Criminal offenses in Utah are divided into two categories: misdemeanors and felonies.  Felonies are subject to longer prison sentences, more expensive fines, and in some cases, additional penalties, such as the loss of certain rights and privileges.  While they carry lighter penalties, misdemeanors can also lead to jail time, costly fines, and other miscellaneous consequences.

Like many states, Utah separates misdemeanors into several categories called “classes”: Class C, Class B, and Class A.  Negligent homicide is a Class A misdemeanor, the most serious non-felony a person can be charged with.
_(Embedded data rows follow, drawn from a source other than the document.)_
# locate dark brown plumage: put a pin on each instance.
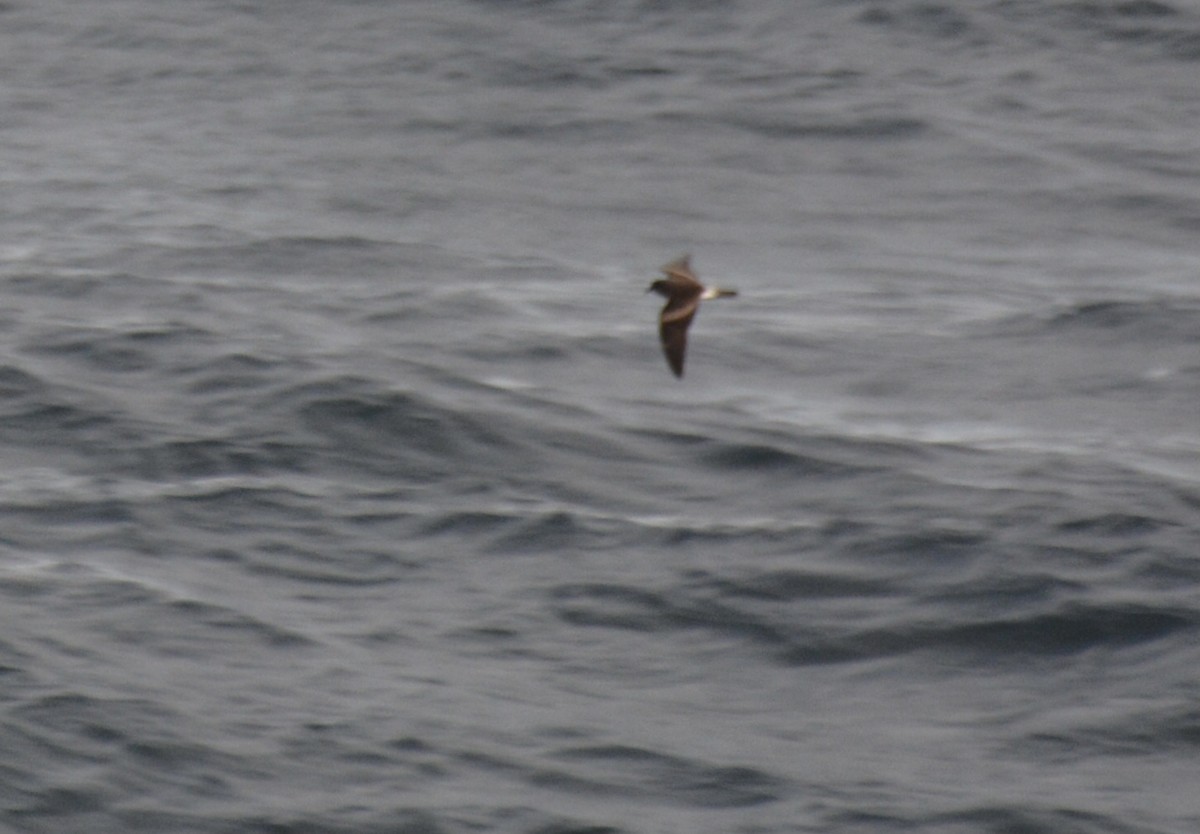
(683, 293)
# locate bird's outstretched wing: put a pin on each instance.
(673, 324)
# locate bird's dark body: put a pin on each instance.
(683, 293)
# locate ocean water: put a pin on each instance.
(345, 489)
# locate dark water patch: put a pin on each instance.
(765, 457)
(1141, 732)
(288, 257)
(58, 424)
(399, 429)
(17, 383)
(336, 563)
(214, 457)
(946, 546)
(934, 19)
(1023, 820)
(557, 531)
(234, 372)
(466, 522)
(123, 352)
(636, 772)
(627, 607)
(877, 129)
(787, 586)
(1071, 630)
(1167, 322)
(1121, 525)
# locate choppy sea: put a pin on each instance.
(345, 489)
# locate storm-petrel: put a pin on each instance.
(683, 293)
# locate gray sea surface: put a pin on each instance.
(345, 489)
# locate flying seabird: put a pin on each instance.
(683, 293)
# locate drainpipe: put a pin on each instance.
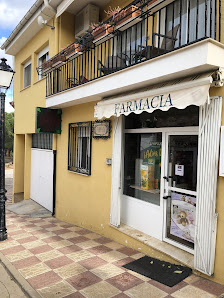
(46, 3)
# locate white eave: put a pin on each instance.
(28, 26)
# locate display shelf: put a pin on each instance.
(153, 191)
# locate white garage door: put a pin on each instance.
(42, 173)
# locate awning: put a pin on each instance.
(176, 94)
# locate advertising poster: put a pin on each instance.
(183, 210)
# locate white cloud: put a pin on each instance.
(11, 12)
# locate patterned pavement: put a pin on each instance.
(63, 260)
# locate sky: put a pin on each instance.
(11, 13)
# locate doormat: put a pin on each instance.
(163, 272)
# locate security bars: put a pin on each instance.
(79, 147)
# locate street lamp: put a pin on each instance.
(6, 76)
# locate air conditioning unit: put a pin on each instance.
(87, 16)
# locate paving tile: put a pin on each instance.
(61, 231)
(112, 256)
(21, 236)
(146, 290)
(70, 270)
(80, 255)
(75, 295)
(78, 239)
(59, 289)
(43, 280)
(28, 239)
(87, 244)
(209, 286)
(113, 245)
(83, 280)
(69, 235)
(34, 270)
(30, 261)
(107, 271)
(58, 262)
(8, 244)
(49, 255)
(19, 255)
(191, 278)
(13, 249)
(103, 240)
(83, 232)
(124, 281)
(52, 239)
(40, 249)
(127, 251)
(100, 249)
(92, 236)
(33, 244)
(123, 262)
(60, 244)
(69, 249)
(191, 291)
(168, 290)
(100, 290)
(92, 263)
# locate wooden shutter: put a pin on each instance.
(208, 154)
(116, 172)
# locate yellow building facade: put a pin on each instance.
(165, 112)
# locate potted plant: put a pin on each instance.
(58, 59)
(45, 67)
(101, 30)
(73, 49)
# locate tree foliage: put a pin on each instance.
(9, 130)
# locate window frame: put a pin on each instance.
(24, 67)
(74, 143)
(43, 52)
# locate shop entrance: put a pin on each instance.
(180, 183)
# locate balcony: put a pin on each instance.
(138, 33)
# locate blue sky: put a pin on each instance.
(11, 12)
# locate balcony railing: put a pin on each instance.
(128, 38)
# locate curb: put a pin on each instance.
(21, 282)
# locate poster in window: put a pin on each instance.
(183, 210)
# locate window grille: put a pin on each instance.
(79, 147)
(42, 141)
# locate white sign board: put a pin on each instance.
(179, 170)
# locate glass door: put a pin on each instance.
(180, 189)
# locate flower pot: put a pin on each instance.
(127, 14)
(46, 66)
(58, 59)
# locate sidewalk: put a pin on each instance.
(62, 260)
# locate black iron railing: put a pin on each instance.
(130, 38)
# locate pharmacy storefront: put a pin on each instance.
(165, 164)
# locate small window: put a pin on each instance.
(27, 74)
(43, 56)
(79, 148)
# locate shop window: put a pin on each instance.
(142, 166)
(27, 74)
(43, 56)
(42, 141)
(79, 148)
(171, 118)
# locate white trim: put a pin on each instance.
(116, 172)
(43, 52)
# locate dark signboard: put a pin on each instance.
(48, 120)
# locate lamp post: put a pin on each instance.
(6, 76)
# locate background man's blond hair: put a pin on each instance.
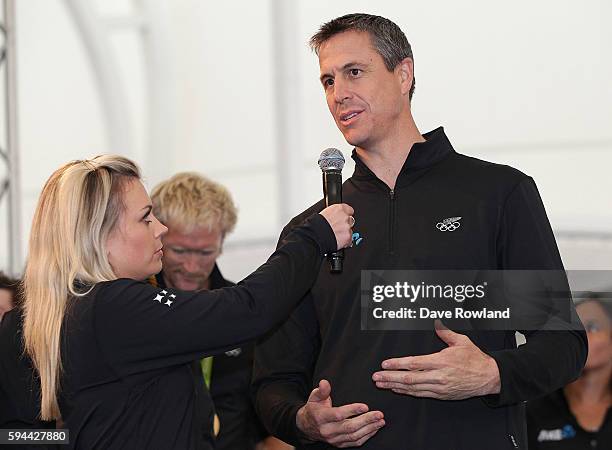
(189, 200)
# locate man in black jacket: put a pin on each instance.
(199, 214)
(418, 205)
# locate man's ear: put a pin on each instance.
(405, 70)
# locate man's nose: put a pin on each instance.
(191, 263)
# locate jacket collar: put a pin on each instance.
(422, 156)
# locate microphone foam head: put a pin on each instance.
(331, 159)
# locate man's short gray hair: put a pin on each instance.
(387, 38)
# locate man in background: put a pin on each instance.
(199, 214)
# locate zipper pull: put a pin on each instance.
(514, 443)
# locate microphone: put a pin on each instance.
(331, 163)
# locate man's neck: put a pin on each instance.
(387, 158)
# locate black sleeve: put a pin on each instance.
(551, 358)
(282, 372)
(142, 327)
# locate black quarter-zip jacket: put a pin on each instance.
(503, 226)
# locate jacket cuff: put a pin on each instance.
(500, 399)
(325, 237)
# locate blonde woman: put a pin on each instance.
(114, 352)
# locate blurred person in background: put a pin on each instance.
(579, 416)
(199, 214)
(114, 353)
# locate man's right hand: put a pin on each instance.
(342, 426)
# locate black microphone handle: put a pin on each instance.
(332, 191)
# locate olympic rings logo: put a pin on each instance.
(448, 226)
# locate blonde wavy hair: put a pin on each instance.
(77, 209)
(189, 200)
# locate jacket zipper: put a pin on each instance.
(391, 221)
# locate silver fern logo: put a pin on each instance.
(450, 224)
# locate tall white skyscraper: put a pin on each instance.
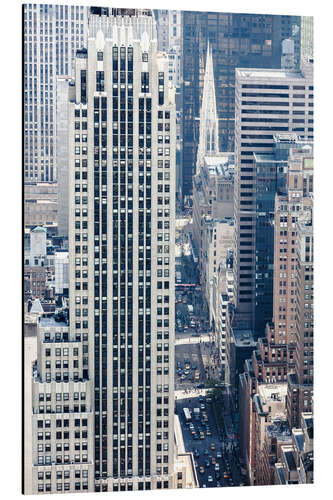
(267, 102)
(107, 379)
(52, 34)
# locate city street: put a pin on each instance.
(195, 364)
(223, 455)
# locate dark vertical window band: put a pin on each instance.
(100, 285)
(84, 86)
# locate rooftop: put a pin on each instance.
(243, 337)
(266, 74)
(289, 458)
(279, 429)
(273, 392)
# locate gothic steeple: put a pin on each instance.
(209, 126)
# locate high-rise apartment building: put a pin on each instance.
(267, 101)
(300, 383)
(237, 40)
(52, 34)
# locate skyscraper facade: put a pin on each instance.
(103, 393)
(237, 40)
(52, 34)
(267, 101)
(121, 229)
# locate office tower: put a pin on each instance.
(306, 37)
(237, 40)
(276, 351)
(267, 101)
(52, 33)
(300, 383)
(62, 154)
(121, 233)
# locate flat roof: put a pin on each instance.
(273, 392)
(290, 460)
(265, 73)
(243, 337)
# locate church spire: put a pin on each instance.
(209, 126)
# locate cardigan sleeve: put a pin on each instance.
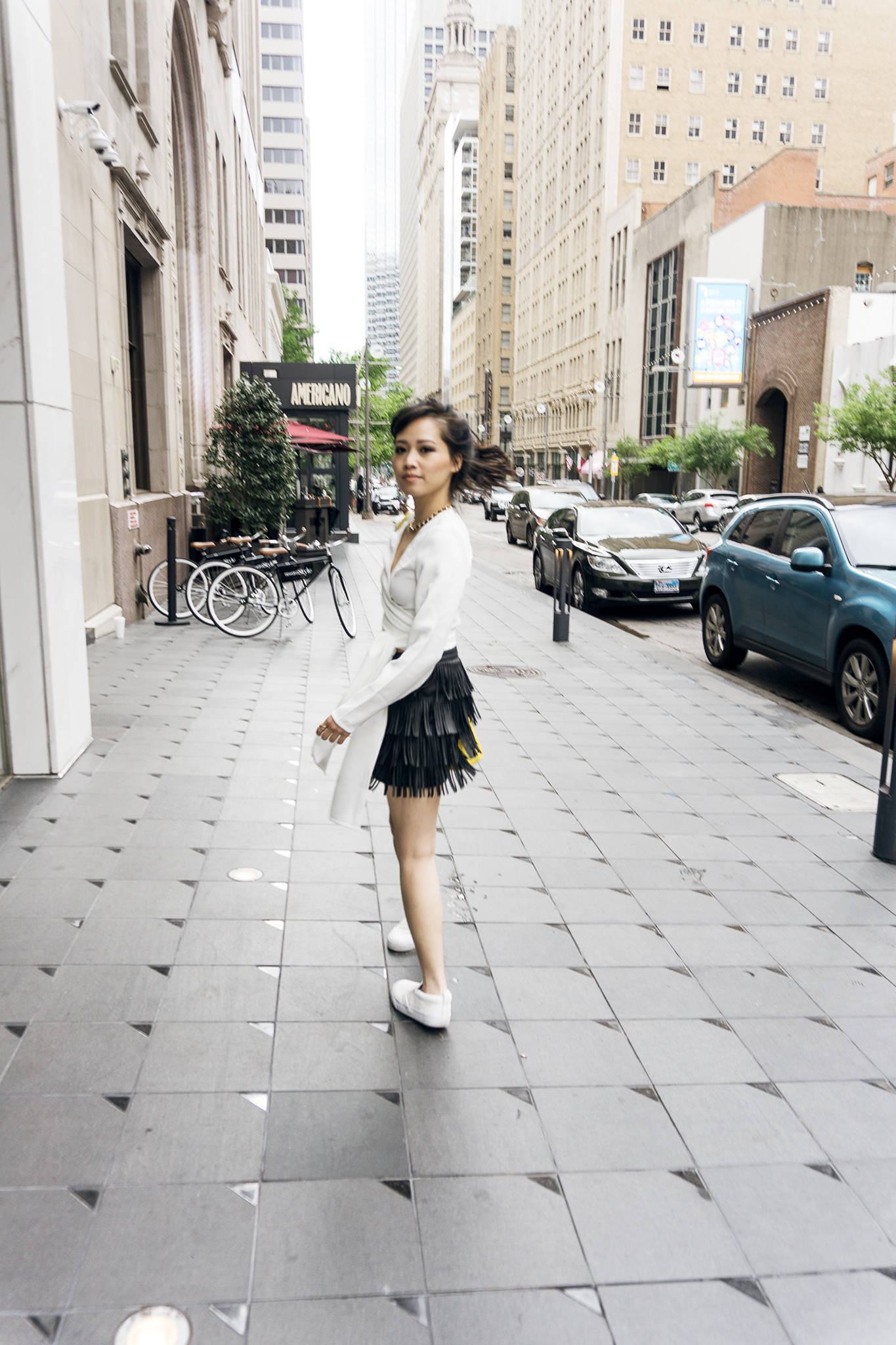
(441, 580)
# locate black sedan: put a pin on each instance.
(621, 553)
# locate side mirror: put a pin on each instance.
(806, 560)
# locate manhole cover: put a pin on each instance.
(503, 670)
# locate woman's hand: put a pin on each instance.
(331, 732)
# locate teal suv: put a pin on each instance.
(809, 581)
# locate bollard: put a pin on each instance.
(172, 619)
(562, 567)
(885, 825)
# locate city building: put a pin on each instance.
(285, 148)
(440, 88)
(651, 99)
(496, 236)
(135, 278)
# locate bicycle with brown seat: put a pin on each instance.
(246, 599)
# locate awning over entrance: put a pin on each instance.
(308, 436)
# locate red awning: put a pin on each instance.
(308, 436)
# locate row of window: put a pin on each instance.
(277, 93)
(286, 245)
(284, 217)
(699, 34)
(282, 32)
(284, 156)
(698, 82)
(284, 125)
(284, 186)
(277, 62)
(761, 128)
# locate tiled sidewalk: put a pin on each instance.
(664, 1113)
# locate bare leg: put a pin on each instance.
(413, 822)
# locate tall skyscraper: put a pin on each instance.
(285, 144)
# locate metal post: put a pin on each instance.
(885, 825)
(172, 619)
(368, 512)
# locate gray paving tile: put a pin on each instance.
(793, 1219)
(336, 1239)
(651, 1225)
(526, 1317)
(496, 1232)
(42, 1239)
(335, 1134)
(689, 1312)
(177, 1245)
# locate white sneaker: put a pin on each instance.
(431, 1011)
(399, 939)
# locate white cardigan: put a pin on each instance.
(421, 617)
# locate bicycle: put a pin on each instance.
(245, 600)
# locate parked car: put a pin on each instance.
(498, 500)
(531, 508)
(621, 553)
(812, 583)
(703, 508)
(386, 499)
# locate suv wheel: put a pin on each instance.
(716, 635)
(860, 686)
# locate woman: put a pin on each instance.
(409, 715)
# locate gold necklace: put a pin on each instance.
(416, 526)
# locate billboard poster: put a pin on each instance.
(719, 311)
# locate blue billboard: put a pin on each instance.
(717, 332)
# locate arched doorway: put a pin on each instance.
(767, 474)
(191, 217)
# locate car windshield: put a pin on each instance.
(601, 525)
(870, 535)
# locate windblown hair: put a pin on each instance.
(484, 467)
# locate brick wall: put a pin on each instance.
(788, 354)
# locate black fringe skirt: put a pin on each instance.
(426, 732)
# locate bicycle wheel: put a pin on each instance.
(244, 602)
(158, 586)
(198, 585)
(343, 603)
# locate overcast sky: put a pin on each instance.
(335, 108)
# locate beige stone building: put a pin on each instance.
(496, 272)
(649, 97)
(135, 278)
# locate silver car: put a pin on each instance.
(704, 508)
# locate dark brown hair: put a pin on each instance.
(482, 467)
The criminal penalties for a Class A misdemeanor can include a fine of up to $2,500, and/or up to one year of incarceration in a county jail.  If the alleged homicide was committed by vehicle, the defendant’s driver’s license will be revoked immediately.  In some situations, the court may order a sentence of probation, where the probationer reports to a probation officer and follows court rules while living in the community.

In addition to the extensive court-ordered penalties, a negligent homicide conviction will also result in the creation of a criminal record, which will remain permanently accessible to employers and other individuals unless the record can be sealed with an expungement.  Unfortunately, having a criminal record can create major obstacles when it comes to getting hired for certain jobs, gaining professional licenses and credentials, and even being approved for some types of loans.  These unintended consequences continue to punish former offenders long after they have finished paying their fines and serving their time.

The negative consequences of a negligent homicide conviction can affect your life for years.  When the stakes are this high, it is crucial to make sure that an aggressive defense attorney will be there to protect your rights, challenge the evidence against you, and help you and your loved ones navigate the justice system.

To set up your free initial consultation, call negligent homicide attorney Darwin Overson at (801) 758-2287 right way.  Darwin handles cases in Salt Lake County, Wasatch County, Weber County, Davis County, and throughout the state of Utah.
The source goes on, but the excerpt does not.